How’d I find out about the song? I read a blog post about a commercial for a Bravia, a new Sony flat screen television, and that post mentioned how beautiful the commercial was. I watch the video, and it really is amazing; if it weren’t a commercial, it’d be a touching little music video, maybe even a work of art. And, as good as the visual aspects of the video are, the song is even better. Heartbreaking and delicate and pretty, but mostly heartbreaking. Just a guy and an acoustic guitar, and it’s heartbreaking.
So the song’s completely kicked my ass and I want to find out more about the song and its singer. On the website, there’s a link to a short interview with the singer, Jose Gonzalez. In the interview, he immediately states that his version is a cover of the original, which was written and recorded by The Knife for their album, Deep Cuts.
I figure that the original is also going to be great, so I decide to get them both from iTunes, but, after easily finding and then placing the Gonzalez version in my shopping cart, I can’t find The Knife’s version. I download the Gonzalez and start listening to it immediately, and then use alternative sources to find a copy of the original. Using these alternative sources, in a few minutes I find and download the original.
How to say this delicately? The Knife version wasn’t very good. It’s all synthy in that kind of obvious and tired way that a lot of songs are nowadays, and the lead singer, the female half of a Swedish sister and brother duo, doesn’t have a very strong voice. It’s a complete disappointment, and, honestly, I don’t see how Gonzalez found that there was a great song buried in the original.
I was reminded of a day that I spent in a marina at Moss Landing in March or April of 1995. I studied photography for a long time while I was in Fresno. By the time that I completed my first grad degree, I had taken more photography courses than poetry workshops, and the best part of my photography courses was the field studies. Each semester, we’d caravan out to a different location for four or five days and spend the daylight hours exposing film.

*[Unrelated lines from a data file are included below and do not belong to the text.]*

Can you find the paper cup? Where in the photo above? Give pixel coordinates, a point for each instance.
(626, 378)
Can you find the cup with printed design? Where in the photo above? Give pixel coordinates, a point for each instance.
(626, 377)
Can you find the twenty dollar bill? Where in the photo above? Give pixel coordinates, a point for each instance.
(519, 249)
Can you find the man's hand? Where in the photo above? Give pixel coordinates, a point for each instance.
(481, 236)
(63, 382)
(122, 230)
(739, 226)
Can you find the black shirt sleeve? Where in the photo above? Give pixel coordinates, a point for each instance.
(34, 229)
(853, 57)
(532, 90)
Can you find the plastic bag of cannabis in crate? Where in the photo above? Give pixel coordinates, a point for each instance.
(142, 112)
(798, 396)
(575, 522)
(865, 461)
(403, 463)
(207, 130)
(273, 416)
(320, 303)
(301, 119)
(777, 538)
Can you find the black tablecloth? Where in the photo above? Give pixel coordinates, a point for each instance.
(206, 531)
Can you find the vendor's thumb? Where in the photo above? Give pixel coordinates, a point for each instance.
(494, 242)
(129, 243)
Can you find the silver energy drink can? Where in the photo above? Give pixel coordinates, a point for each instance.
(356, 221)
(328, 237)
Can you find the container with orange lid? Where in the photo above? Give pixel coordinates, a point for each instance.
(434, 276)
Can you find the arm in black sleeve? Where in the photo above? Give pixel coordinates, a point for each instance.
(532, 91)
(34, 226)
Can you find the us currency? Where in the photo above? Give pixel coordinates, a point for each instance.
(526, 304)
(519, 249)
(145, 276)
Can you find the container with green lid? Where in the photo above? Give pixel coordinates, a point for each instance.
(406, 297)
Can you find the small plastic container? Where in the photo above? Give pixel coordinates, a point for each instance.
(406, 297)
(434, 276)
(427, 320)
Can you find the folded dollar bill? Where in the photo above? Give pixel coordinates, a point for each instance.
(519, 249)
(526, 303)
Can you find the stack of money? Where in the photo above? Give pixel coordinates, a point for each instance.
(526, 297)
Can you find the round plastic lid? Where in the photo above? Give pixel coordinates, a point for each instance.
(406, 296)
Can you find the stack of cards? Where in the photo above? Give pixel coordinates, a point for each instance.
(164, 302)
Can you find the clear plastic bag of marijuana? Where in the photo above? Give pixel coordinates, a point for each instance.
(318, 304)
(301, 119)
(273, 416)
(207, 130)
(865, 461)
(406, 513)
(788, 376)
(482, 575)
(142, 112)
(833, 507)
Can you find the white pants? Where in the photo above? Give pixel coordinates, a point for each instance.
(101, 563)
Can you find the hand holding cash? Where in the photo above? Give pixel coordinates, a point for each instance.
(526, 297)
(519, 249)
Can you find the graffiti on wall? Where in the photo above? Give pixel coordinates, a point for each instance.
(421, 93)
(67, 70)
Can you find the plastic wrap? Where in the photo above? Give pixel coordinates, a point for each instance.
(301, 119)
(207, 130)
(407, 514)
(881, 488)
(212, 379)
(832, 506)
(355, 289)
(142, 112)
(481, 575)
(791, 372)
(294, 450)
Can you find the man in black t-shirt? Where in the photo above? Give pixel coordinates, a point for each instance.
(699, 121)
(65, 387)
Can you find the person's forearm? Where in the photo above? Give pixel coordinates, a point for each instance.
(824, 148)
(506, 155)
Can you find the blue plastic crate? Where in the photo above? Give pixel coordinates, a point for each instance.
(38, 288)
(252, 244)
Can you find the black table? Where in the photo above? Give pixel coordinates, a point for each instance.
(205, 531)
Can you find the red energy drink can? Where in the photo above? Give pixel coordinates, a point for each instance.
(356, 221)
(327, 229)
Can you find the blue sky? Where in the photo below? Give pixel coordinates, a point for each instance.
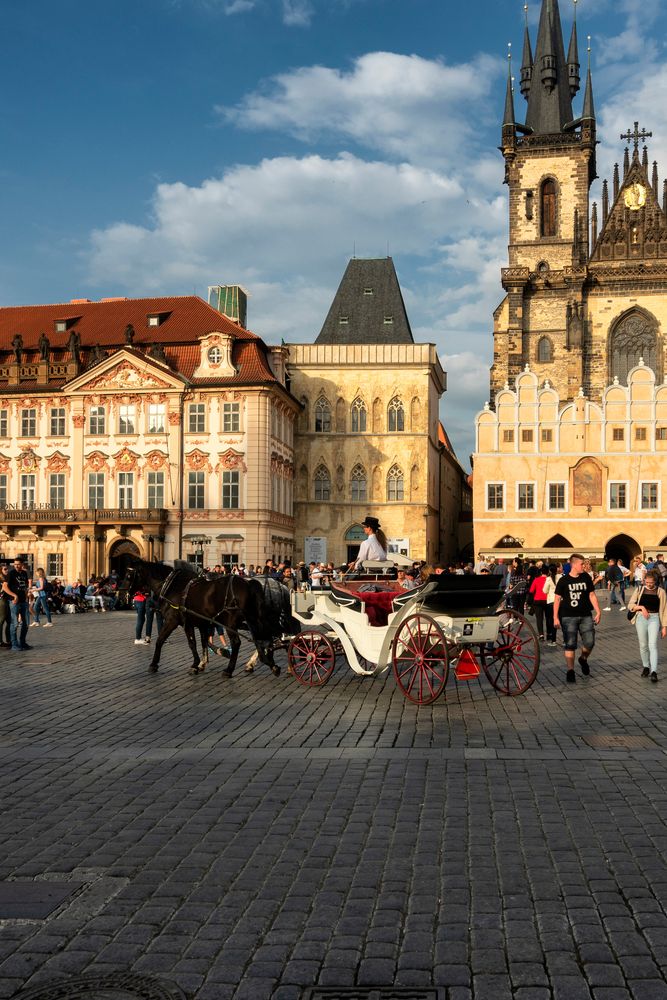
(159, 146)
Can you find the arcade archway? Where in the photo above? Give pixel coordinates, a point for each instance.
(120, 554)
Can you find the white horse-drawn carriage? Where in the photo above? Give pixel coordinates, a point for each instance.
(457, 622)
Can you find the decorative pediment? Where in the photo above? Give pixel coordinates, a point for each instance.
(231, 459)
(198, 461)
(636, 227)
(57, 463)
(126, 371)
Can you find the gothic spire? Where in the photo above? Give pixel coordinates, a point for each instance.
(573, 58)
(550, 100)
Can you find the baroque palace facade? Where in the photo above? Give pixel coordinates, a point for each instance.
(570, 452)
(155, 427)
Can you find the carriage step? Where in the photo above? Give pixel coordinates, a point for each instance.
(467, 668)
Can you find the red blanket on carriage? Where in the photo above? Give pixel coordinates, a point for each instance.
(378, 606)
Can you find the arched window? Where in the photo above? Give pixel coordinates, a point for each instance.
(322, 483)
(358, 484)
(548, 208)
(633, 338)
(395, 486)
(323, 416)
(395, 415)
(545, 352)
(358, 416)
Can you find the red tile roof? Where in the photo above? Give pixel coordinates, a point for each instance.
(185, 319)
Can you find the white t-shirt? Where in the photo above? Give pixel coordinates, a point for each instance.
(370, 549)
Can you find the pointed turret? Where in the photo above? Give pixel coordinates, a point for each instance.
(573, 62)
(526, 65)
(550, 101)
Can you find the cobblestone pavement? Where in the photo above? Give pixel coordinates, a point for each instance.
(250, 839)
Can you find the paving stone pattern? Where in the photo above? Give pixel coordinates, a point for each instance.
(252, 839)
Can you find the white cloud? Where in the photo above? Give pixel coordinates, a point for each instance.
(297, 13)
(404, 106)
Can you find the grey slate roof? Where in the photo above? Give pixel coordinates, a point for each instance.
(367, 296)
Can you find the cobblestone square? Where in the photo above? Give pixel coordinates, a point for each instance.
(249, 838)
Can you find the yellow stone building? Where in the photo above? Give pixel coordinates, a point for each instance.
(152, 427)
(367, 440)
(573, 456)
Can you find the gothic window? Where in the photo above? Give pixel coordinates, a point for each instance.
(322, 483)
(633, 338)
(548, 208)
(545, 352)
(358, 484)
(395, 416)
(358, 416)
(323, 416)
(395, 485)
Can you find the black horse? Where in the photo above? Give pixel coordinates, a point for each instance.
(195, 602)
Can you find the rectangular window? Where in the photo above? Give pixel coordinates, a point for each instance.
(197, 418)
(556, 496)
(617, 496)
(57, 421)
(96, 490)
(196, 490)
(127, 421)
(230, 491)
(156, 418)
(28, 423)
(126, 490)
(55, 565)
(155, 493)
(97, 420)
(27, 491)
(231, 418)
(495, 496)
(526, 496)
(649, 496)
(57, 490)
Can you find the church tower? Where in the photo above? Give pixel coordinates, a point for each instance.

But back to Moss Landing. It was pouring rain and we were getting soaked and most of us kept our cameras inside of freezer bags, with only the front of the lens poking out. Toward the back of the marina, there was a section full of abandoned boats in various states of disrepair, and when, from a distance, I first saw that section I thought that I’d get some great compositions onto film. I was working with two cameras, one loaded with color film and the other with B&W, so I thought that I’d be working that area for a while.
I get out to the abandoned boats and try to set up a few shots, but I’m just not seeing very many possibilities for good compositions. I struggle for a while, but I end up thinking to myself that there’s nothing there. I did get one decent shot of the front half of a boat. The paint on the boat was chipped, there was a winch with a rusty chain wrapped around it, and the sky in the background was dark and cloudy. But that was all that I got.
We get back to Fresno, and then all of us are printing like mad. There are eight enlargers in the darkroom, and we all have our regular weekly two-hour blocks, but we’re in there every spare minute that we can get (I, personally, was spending twenty hours a week in there; I must have been the lightest Mexican ever.) and then bringing mounted final prints to class so that we can talk about them.
One of my classmates (it may have been Poppy or Woody or April [who was really good], but it’s been over a decade since I sat in that classroom, and I can't be sure exactly who it was anymore) starts bringing in lovely composition after lovely composition from the section of the marina that I thought didn’t contain too many good compositions. Where I had seen only disorder and wasted hours and wasted film, one of my classmates had, again and again, found beauty.
That’s what, in my mind, Gonzalez has done with his cover of The Knife’s Heartbeats. He’s found the heart of the song, it’s most essential and potentially beautiful aspects, and he’s used his craft and his art and his love of music to make a song that I’ve now played sixty-three times in twenty-eight hours.